The player with the highest career batting average is cobbty01
with a career batting average of 0.366.

The third table shows the names of the top five baseball players with the highest career batting averages and players with at least 100 at-bats. The player with the highest batting average over their career among these five players is Ty Cobb (playerID: “cobbty01”), with a batting average of 0.366.

GRAND QUESTION 3

Pick any two baseball teams and compare them using a metric of your choice (average salary, home runs, number of wins, etc). Write an SQL query to get the data you need, then make a graph in Altair to visualize the comparison. What do you learn?

Chart Comparing Wins and Losses of New York Yankees and Boston Red Sox

# Define the SQL query to retrieve the data
query = '''
SELECT 
    t.yearID AS Year, 
    SUM(CASE WHEN t.teamID = 'NYA' THEN t.L ELSE 0 END) AS Yankees_Losses,
    SUM(CASE WHEN t.teamID = 'BOS' THEN t.L ELSE 0 END) AS RedSox_Losses,
    SUM(CASE WHEN t.teamID = 'NYA' THEN t.W ELSE 0 END) AS Yankees_wins,
    SUM(CASE WHEN t.teamID = 'BOS' THEN t.W ELSE 0 END) AS RedSox_wins
FROM 
    teams AS t
WHERE 
    t.yearID >= 2000 AND t.yearID <= 2021
GROUP BY 
    t.yearID
ORDER BY 
    t.yearID ASC;
'''

# Load data into a dataframe
df = pd.read_sql_query(query, conn)

# Melt the data to make it easier to plot
melted_df = pd.melt(df, id_vars=["Year"],
                    var_name="Team_Info", value_name="Value")
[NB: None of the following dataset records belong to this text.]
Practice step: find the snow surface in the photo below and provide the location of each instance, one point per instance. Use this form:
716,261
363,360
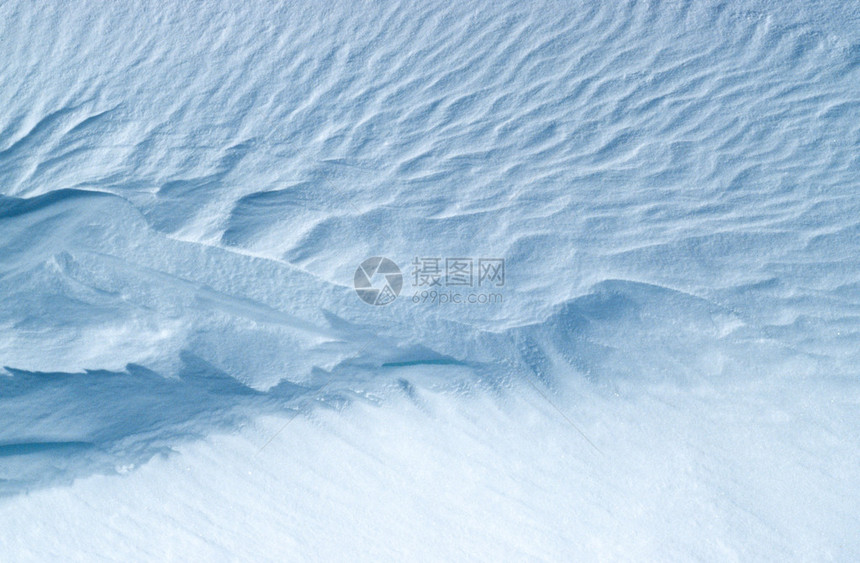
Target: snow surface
186,191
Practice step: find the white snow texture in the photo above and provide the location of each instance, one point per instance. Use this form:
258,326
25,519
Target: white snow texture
669,372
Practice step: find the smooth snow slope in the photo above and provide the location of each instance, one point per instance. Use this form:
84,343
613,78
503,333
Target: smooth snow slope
187,190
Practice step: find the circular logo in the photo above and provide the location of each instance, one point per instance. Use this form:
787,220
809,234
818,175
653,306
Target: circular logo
378,281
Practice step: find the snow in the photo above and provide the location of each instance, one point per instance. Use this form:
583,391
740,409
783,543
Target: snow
670,372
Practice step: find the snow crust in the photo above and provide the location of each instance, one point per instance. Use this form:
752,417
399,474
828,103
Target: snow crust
186,191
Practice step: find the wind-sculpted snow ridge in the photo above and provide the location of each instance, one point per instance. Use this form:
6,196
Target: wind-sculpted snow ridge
186,193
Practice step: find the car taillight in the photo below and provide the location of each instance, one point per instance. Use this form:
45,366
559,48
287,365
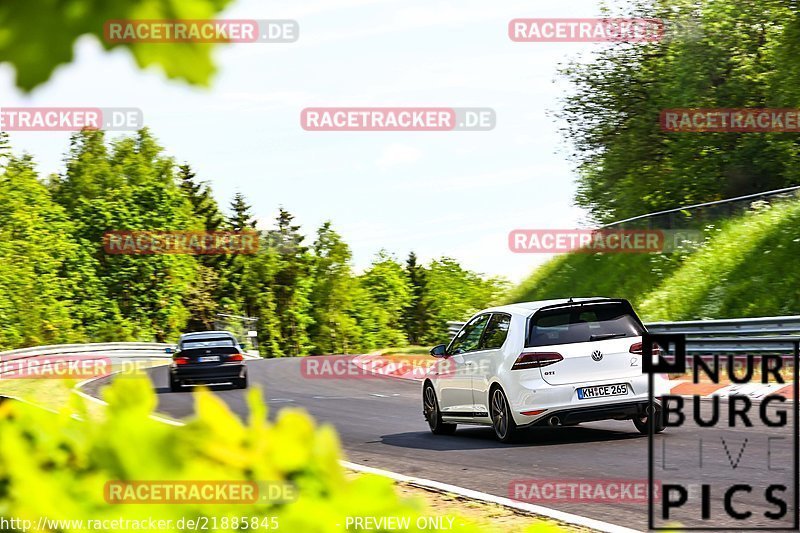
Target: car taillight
536,360
637,348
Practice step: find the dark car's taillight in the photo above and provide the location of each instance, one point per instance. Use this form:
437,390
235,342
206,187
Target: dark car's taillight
637,348
536,360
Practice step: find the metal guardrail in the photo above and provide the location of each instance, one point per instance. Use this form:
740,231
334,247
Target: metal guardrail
110,349
736,335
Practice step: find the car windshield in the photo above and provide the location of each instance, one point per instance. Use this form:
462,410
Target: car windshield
583,323
216,342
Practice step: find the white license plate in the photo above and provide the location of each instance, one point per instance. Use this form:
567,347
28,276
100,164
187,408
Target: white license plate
587,393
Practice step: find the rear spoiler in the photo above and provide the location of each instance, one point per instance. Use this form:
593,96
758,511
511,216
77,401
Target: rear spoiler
620,301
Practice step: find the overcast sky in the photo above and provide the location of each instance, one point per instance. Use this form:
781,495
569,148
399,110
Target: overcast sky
438,193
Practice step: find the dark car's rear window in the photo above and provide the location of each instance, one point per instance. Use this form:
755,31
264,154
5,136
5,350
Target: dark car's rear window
198,352
213,342
583,323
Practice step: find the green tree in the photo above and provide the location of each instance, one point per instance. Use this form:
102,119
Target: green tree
291,284
417,316
131,187
39,278
385,294
333,330
457,293
716,54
# Split the Team_Info column into separate columns for team and metric
melted_df[['Team', 'Metric']] = melted_df['Team_Info'].str.split(
    '_', expand=True)

# Create the chart
chart = alt.Chart(melted_df).mark_line().encode(
    x="Year:O",
    y=alt.Y("Value:Q", axis=alt.Axis(title="Value")),
    color="Team:N",
    strokeDash="Metric:N",
    tooltip=['Year', 'Team', 'Value']
).properties(title={'text': "Yankees vs Red Sox", 'subtitle': "Wins and Losses (2000 - 2021)"}
             ).resolve_scale(
    color='independent'
).configure_axis(grid=True)

# Show the chart
chart

The code compares the New York Yankees and the Boston Red Sox using a metric of wins and losses from the year 2000 to 2021. The data shows that the Yankees have more wins than losses for most years, while the Red Sox have a more inconsistent record with some years having more losses than wins. However, the Red Sox did win the World Series in 2004, 2007, 2013, and 2018.
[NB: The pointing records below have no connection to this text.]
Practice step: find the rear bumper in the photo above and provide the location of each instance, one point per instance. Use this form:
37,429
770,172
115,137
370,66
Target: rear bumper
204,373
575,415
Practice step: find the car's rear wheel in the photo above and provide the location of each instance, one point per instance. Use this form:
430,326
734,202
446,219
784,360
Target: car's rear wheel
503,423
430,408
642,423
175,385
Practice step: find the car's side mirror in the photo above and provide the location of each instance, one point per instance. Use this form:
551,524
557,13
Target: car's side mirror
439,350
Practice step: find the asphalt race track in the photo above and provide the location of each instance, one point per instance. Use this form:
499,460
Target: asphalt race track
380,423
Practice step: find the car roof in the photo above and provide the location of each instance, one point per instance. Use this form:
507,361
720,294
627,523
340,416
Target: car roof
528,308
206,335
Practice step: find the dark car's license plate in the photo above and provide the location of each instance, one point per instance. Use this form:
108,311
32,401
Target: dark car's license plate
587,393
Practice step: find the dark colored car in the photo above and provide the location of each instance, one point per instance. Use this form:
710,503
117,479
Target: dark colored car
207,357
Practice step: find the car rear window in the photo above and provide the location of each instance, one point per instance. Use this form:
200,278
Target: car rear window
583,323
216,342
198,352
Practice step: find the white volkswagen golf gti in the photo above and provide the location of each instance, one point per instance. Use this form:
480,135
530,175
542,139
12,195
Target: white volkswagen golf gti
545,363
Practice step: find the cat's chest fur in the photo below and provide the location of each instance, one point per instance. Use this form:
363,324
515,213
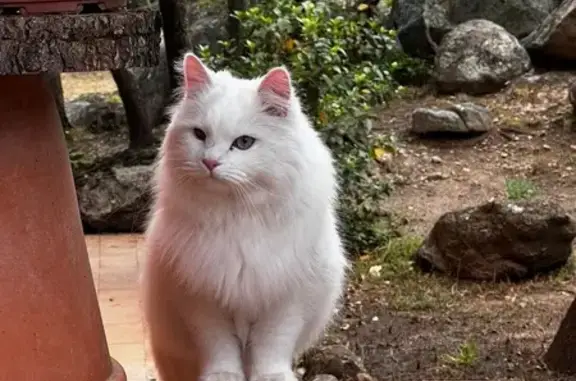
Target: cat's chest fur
245,262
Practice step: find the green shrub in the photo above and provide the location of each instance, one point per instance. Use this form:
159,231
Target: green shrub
342,64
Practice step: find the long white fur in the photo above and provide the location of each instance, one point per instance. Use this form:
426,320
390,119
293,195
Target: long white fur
244,269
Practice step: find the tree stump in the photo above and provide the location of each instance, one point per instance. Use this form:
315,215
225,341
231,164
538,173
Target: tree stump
561,355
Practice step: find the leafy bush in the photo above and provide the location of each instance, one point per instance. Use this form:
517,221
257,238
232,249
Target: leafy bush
342,64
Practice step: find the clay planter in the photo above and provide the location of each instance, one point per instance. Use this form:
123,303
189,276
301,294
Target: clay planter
31,7
50,325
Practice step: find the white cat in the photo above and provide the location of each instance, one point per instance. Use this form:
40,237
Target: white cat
245,263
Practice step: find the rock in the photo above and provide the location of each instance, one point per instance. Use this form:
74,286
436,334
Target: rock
413,17
464,118
499,241
476,118
478,57
556,36
324,377
430,120
335,360
115,199
96,112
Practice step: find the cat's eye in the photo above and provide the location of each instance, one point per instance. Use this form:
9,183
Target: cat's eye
243,142
199,134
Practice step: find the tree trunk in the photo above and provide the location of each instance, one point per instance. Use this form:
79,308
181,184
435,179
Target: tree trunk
54,83
139,123
175,36
561,355
233,25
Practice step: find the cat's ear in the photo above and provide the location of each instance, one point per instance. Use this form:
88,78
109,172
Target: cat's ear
275,91
196,75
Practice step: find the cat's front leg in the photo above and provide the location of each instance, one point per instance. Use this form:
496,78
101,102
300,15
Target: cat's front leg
272,343
214,329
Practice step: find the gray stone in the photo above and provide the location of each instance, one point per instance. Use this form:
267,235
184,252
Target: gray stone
476,118
478,57
499,241
96,112
556,36
324,377
431,120
335,360
413,18
115,199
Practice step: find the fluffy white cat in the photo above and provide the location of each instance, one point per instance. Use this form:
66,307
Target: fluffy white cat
245,263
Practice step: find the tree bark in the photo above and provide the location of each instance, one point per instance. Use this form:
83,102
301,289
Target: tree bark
561,355
139,124
175,37
73,43
54,83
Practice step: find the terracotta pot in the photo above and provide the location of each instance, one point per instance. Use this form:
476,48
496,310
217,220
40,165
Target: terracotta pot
30,7
50,324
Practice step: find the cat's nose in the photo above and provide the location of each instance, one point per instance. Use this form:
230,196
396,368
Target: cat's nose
210,164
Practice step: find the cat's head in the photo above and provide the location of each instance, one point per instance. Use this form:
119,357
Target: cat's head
230,134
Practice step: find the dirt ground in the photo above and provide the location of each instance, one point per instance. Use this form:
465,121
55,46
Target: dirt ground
417,327
409,326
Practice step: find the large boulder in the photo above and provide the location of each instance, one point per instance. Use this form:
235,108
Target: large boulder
478,57
413,18
499,241
461,119
555,39
334,360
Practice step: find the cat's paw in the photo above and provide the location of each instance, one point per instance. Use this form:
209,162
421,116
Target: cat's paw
223,376
280,376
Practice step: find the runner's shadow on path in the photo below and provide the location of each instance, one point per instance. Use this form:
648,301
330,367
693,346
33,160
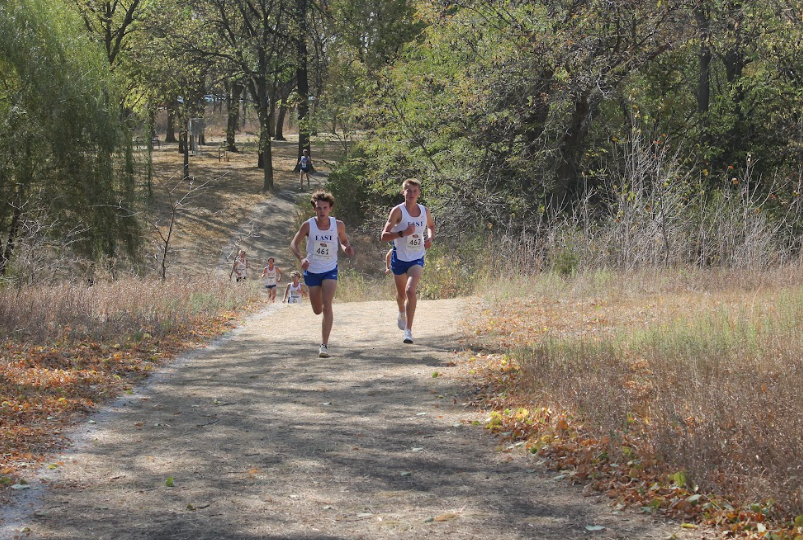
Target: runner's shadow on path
264,440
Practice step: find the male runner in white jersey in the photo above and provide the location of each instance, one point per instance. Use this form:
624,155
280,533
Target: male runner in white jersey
411,228
323,233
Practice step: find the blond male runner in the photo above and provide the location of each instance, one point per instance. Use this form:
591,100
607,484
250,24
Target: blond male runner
411,228
319,262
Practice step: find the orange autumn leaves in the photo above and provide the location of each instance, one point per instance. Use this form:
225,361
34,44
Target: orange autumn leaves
623,464
44,389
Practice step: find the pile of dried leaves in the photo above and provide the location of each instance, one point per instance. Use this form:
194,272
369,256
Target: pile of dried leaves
46,389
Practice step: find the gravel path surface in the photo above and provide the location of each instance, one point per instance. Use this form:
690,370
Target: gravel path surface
263,440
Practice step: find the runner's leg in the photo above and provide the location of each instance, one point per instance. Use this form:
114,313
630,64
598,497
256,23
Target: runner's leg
328,287
316,299
413,277
401,284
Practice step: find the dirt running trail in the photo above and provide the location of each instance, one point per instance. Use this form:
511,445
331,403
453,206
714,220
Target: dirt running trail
263,440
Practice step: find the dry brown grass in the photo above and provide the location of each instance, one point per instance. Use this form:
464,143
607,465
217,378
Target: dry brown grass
682,371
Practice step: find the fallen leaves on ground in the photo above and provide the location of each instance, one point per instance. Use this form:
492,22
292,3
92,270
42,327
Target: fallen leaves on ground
561,439
45,389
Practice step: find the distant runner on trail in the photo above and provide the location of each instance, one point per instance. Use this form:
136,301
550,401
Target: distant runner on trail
240,267
323,233
411,229
272,276
294,291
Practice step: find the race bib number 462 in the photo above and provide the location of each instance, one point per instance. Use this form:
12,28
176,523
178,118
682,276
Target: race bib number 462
415,241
The Altair chart displays the wins and losses for both teams over time, with the x-axis representing the year and the y-axis representing the value (i.e., wins or losses). The chart also uses different line styles to represent wins and losses and different colors to represent each team. The tooltip shows the year, team, and value when the user hovers over a point on the chart.

Overall, the data and chart show that the Yankees have had more success than the Red Sox over the past two decades in terms of wins and losses, but the Red Sox have had some notable successes with four World Series wins.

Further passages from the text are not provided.